The event highlighted how for many of us, our tyres are not something we think about on a regular basis, and even experienced drivers and riders aren’t guaranteed to know how to carry out basic checks.
When we consider that our tyres are the only parts of our vehicle in contact with the road, the dangers of having unsafe tyres become much clearer. Moreover, when we realise that staying safe when accelerating, braking, cornering and steering is dependent on only a small area of road contact, it is suddenly alarming to think about how little attention we may give to our tyres.
The audience was asked at the briefing what they believed the most dangerous month was, for tyre-related incidents. Obvious choices were months like October when the weather turns colder and wetter, or January in the dark mid-winter. However, according to data from the Department for Transport, we are in it! Yes, somewhat surprisingly, July is the month when tyre-related incidents are at their most frequent.
One-third of all tyre-related incidents occur in the summer months and TyreSafe believe this could be due to many factors, including changeable weather and a variety of different road conditions. The summer holidays also mean busy roads are full of less experienced drivers, venturing out in cars weighed down with family members and luggage.
These drivers often do not realise that their heavily loaded car needs different air pressure settings in the tyres, and is an important factor to consider before any journey.
The dangers of part-worn or ‘used’ tyres were also explained, something I previously knew little about. As tyres are arguably the main safety feature on our vehicle, there was a strong recommendation to buy only new tyres that we know would be safe. Taking a risk on our lives to save a few pounds on our tyres isn’t worth it, especially when we consider that each year in the UK on average 1,000 road casualties are caused by tyre-related incidents.
I found the whole day extremely interesting and left feeling much more confident about how to look after and check my tyres properly. Then, last weekend I visited a good friend of mine who is expecting a baby, and spoke about what I had learned. After mentioning she knew little about tyre care, we went over to inspect her car tyres and I demonstrated how I’d been shown to check tread with a 20p coin. To our shock, the tread on both her back tyres did not meet the UK legal minimum limit of 1.6mm, and was well below the outer band of the coin!
The fact that the first car I looked at following the event had illegal tyres really made me wonder how many other cars are on the roads like it, with drivers unaware of the danger they are in.

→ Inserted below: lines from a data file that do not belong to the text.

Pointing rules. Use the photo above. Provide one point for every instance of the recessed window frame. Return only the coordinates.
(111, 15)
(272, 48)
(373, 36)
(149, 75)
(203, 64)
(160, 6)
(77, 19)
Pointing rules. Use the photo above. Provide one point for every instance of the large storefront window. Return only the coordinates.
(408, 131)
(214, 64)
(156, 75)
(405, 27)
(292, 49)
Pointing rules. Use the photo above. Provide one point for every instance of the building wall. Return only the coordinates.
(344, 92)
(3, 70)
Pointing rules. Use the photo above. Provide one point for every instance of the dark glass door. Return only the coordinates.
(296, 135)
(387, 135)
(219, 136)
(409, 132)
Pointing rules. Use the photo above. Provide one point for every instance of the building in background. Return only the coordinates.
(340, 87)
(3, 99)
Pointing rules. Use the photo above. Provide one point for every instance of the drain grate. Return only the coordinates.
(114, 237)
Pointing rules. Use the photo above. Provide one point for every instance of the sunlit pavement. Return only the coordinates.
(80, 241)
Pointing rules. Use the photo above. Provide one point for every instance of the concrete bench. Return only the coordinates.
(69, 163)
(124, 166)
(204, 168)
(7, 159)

TyreSafe note that potentially one-in-four of the 37 million vehicles on UK roads has illegal or poorly maintained tyres. It only takes a minute for us to check, and could save us and many others from a serious and possibly fatal, incident.
So, how do we check our tyres before we head out onto the roads? We can follow three simple steps using the acronym ‘ACT’:
Following these easy steps will help ensure our vehicles can properly brake, accelerate and corner on the road as well as helping to prolong the tyres’ life and reduce fuel bills and CO2 emissions. It will also ensure we avoid a hefty fine and points on our licence, if caught with illegal tyres.

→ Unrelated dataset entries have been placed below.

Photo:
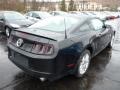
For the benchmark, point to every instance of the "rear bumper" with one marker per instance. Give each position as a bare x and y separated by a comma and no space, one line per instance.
35,67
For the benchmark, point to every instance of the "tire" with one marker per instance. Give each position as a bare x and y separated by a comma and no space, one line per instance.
7,31
83,63
110,45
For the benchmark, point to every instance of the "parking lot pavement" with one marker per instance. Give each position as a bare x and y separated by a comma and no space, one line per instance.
103,74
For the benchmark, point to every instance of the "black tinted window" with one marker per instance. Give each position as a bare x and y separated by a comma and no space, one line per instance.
97,24
1,16
35,15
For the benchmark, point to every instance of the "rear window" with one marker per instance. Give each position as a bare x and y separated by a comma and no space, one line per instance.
56,24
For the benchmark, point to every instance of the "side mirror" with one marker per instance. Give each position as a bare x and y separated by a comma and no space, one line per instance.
1,19
38,17
104,26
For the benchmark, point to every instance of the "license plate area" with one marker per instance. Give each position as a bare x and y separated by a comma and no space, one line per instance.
20,59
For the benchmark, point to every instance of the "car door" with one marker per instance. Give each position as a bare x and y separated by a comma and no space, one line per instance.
101,34
34,15
1,22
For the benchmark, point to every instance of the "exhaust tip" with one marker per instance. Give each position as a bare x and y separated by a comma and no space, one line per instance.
43,79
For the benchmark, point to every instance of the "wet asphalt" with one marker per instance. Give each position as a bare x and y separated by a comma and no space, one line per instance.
103,74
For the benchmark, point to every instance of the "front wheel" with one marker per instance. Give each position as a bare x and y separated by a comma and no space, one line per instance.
83,63
7,31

Checks should be carried out by car drivers at least once a month and by motorcyclists at least once a week – and always before long journeys.
When it comes to our cars, a tyre safety check is one of the most important checks we can carry out and yet so many of us don’t do it, or don’t know how to. Let us change that today and show our family members and friends as well - helping everyone to stay safer on the roads.